The characters, though, are a different story. The Woven City is unfortunately populated with fairly shallow fantasy-story stereotypes, including The Feisty Warrior Sorceress, The Badass Medieval Guy, The Maniacal Evil Wizard and others. Their dialogue is a bizarre mix of proper British and brainless American university slang. The characters all seem to know each other, but they splinter off into countless subplots, all but one of which ends with a thudding anticlimax. The one that doesn’t end that way … well, it just doesn’t end.

Take the eponymous Crusader, for instance. He’s an enchanted suit of armor on a mission, but after a few chapters with the main characters, he basically disappears until the end of the novel. He has maybe a dozen lines of dialogue in the whole book. Fortunately, the rest of the gang is so bored by their magical world of suspense and mysteries they decide to carry on his quest whether he’s there or not, like some kind of mixed-era Scooby-Doo group. Unfortunately, their adventures are about as thrilling as week-old Wonderbread.

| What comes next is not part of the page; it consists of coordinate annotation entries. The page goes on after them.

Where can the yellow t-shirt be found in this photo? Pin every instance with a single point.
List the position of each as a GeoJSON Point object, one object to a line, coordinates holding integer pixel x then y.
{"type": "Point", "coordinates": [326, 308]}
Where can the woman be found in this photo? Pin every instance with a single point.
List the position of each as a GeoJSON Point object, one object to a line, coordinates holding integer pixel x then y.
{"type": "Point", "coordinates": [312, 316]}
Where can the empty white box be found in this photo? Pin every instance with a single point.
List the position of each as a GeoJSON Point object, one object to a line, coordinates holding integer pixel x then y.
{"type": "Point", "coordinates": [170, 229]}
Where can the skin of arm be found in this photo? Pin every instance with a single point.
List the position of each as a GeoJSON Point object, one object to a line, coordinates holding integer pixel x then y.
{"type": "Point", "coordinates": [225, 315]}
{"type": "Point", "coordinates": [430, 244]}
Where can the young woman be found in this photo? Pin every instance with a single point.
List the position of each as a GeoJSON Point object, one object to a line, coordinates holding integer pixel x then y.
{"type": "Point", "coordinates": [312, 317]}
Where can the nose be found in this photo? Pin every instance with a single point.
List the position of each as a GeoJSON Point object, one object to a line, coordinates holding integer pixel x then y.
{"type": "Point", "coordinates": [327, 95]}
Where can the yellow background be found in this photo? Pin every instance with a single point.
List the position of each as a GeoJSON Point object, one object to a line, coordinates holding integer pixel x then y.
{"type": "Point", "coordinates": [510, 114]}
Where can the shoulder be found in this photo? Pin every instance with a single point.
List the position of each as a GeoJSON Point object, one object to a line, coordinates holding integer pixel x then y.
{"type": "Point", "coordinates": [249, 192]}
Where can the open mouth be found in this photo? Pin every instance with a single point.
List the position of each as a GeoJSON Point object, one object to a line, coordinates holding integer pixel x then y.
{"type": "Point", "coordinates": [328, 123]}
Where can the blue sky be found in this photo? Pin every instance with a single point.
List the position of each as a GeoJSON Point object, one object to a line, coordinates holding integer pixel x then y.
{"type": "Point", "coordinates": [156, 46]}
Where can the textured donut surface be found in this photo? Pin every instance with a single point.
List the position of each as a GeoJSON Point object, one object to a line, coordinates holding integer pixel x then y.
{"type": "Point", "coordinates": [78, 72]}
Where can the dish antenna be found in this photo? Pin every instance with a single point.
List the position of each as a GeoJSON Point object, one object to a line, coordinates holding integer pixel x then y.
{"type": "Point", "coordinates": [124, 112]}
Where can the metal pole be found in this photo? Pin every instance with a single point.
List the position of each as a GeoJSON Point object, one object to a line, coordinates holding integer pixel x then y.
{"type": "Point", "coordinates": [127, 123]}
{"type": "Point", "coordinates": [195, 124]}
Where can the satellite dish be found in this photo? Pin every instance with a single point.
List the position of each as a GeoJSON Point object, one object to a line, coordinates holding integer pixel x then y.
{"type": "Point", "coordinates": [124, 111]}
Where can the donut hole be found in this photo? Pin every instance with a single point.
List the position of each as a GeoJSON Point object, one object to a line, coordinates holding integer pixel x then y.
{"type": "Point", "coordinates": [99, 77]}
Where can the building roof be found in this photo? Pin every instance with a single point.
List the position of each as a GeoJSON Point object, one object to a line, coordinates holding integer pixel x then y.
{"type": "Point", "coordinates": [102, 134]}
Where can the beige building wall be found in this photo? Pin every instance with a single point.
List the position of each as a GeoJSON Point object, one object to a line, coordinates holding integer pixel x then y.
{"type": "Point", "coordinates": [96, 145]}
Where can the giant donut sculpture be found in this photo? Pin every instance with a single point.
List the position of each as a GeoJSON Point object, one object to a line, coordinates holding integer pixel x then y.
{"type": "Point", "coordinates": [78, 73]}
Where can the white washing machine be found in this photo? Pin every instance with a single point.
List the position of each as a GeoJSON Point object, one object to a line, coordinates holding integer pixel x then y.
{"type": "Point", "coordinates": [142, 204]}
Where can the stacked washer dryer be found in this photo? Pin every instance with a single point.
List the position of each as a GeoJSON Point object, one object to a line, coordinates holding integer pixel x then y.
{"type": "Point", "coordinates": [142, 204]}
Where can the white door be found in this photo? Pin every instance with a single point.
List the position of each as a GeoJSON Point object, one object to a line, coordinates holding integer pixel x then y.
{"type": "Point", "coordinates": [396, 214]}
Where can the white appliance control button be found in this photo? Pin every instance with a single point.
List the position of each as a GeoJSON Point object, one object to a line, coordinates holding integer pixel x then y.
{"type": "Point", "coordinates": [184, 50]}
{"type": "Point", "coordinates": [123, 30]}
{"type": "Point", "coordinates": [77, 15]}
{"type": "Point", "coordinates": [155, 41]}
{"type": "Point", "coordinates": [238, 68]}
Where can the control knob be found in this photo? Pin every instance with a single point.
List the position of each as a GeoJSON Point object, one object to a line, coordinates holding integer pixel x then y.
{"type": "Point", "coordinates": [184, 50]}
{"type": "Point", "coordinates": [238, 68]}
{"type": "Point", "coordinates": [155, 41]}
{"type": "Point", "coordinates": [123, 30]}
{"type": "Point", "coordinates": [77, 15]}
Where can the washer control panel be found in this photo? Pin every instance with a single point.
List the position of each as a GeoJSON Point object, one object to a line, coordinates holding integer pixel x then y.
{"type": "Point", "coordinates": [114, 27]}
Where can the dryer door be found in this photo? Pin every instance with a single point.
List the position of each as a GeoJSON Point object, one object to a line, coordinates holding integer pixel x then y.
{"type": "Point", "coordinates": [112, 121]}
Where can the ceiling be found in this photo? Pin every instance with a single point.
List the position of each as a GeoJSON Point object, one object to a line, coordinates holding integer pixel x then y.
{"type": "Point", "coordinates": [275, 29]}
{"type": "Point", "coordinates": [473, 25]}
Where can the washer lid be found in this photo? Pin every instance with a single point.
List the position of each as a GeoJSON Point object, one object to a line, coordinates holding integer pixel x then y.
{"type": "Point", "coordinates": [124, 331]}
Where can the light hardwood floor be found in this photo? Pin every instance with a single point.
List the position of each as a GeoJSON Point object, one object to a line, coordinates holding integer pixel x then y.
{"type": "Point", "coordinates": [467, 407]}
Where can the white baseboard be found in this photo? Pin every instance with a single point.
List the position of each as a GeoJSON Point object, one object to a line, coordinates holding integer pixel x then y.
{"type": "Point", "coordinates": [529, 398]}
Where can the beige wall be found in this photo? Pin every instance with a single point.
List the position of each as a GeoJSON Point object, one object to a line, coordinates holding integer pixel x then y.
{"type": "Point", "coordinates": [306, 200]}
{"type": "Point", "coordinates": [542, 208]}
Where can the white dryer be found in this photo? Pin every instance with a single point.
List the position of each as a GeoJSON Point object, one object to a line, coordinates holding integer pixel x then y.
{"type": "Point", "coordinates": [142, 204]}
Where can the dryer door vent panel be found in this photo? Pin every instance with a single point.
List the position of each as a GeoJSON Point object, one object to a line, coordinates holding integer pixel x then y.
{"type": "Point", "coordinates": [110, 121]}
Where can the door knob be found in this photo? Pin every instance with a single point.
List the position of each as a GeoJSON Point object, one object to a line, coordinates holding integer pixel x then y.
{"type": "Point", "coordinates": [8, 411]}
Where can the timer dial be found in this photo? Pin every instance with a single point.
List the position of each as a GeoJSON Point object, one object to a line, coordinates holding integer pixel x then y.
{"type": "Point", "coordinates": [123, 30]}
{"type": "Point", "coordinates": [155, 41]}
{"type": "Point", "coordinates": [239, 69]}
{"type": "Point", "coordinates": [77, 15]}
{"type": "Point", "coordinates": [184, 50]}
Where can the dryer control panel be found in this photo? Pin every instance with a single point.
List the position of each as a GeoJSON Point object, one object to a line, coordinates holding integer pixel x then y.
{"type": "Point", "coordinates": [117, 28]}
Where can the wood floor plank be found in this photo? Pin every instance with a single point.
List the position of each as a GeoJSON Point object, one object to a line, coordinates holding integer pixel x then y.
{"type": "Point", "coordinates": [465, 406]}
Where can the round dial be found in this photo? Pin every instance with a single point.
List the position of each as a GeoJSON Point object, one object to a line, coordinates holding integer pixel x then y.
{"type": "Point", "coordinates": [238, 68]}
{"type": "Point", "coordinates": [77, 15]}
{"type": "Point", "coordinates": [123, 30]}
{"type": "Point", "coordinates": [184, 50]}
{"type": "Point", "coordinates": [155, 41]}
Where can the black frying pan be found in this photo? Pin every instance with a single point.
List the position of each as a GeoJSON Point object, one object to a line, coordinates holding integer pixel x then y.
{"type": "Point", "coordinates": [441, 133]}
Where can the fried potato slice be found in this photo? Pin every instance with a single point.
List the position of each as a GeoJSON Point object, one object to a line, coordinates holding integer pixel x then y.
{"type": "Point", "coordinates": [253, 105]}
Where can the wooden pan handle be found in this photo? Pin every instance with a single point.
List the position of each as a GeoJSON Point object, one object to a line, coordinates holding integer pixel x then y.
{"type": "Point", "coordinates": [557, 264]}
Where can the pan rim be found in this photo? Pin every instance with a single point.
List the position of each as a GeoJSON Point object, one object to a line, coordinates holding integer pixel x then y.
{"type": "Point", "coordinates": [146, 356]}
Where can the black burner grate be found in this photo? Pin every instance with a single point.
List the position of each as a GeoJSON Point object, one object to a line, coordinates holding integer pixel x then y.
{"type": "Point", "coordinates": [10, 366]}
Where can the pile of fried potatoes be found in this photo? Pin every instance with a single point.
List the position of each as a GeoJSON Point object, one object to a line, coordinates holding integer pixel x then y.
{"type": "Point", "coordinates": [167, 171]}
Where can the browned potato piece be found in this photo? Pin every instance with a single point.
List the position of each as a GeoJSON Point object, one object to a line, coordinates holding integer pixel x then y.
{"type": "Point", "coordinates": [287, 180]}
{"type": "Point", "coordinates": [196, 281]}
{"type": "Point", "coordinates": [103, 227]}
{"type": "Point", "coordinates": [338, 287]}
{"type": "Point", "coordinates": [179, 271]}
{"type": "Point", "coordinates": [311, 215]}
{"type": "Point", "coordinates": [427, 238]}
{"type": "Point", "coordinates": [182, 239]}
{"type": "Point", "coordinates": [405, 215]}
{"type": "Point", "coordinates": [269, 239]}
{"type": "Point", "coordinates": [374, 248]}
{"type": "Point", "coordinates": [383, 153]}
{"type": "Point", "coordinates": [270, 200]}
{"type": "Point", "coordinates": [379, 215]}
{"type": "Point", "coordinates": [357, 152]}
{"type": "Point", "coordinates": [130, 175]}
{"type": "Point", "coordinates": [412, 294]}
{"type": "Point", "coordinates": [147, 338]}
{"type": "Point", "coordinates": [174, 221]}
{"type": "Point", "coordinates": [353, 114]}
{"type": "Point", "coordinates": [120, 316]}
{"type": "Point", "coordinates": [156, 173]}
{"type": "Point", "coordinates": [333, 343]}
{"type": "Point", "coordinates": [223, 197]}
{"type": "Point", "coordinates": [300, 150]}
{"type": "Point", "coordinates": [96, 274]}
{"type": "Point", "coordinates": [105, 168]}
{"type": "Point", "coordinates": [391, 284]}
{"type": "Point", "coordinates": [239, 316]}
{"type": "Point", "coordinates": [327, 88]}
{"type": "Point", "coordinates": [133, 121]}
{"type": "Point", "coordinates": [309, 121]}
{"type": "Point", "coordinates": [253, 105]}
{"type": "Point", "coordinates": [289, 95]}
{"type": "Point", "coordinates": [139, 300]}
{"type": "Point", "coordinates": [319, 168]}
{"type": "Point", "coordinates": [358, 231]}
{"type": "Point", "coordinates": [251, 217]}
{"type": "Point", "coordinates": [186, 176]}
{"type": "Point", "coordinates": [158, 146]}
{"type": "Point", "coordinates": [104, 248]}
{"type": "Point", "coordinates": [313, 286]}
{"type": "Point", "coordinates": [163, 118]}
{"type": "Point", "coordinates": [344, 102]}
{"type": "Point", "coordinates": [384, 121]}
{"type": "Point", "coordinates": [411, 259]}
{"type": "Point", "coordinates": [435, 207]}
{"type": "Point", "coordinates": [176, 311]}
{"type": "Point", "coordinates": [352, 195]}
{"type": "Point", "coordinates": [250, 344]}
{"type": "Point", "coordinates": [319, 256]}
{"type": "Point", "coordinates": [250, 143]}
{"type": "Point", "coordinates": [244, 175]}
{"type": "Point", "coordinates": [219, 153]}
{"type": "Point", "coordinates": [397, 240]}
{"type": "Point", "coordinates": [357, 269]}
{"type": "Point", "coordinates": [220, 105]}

The overall issue with ‘Crusader’ is that, like the Woven City it describes, the story seems to have been made up as it went along. It jumps all over the place, sometimes over-explaining details with long back stories, sometimes glossing over seemingly crucial matters (like, say, what the heck happened to the Crusader?). The action sequences come across as nothing more than excuses to describe magic spells, so unless you read the Dungeons & Dragons rule book for fun, ‘Crusader’ really isn’t going to grab you.

On the other hand, you really should support the work of a motivated fellow SU student and check out this book. What else are you going to do while lying around your parents’ basement?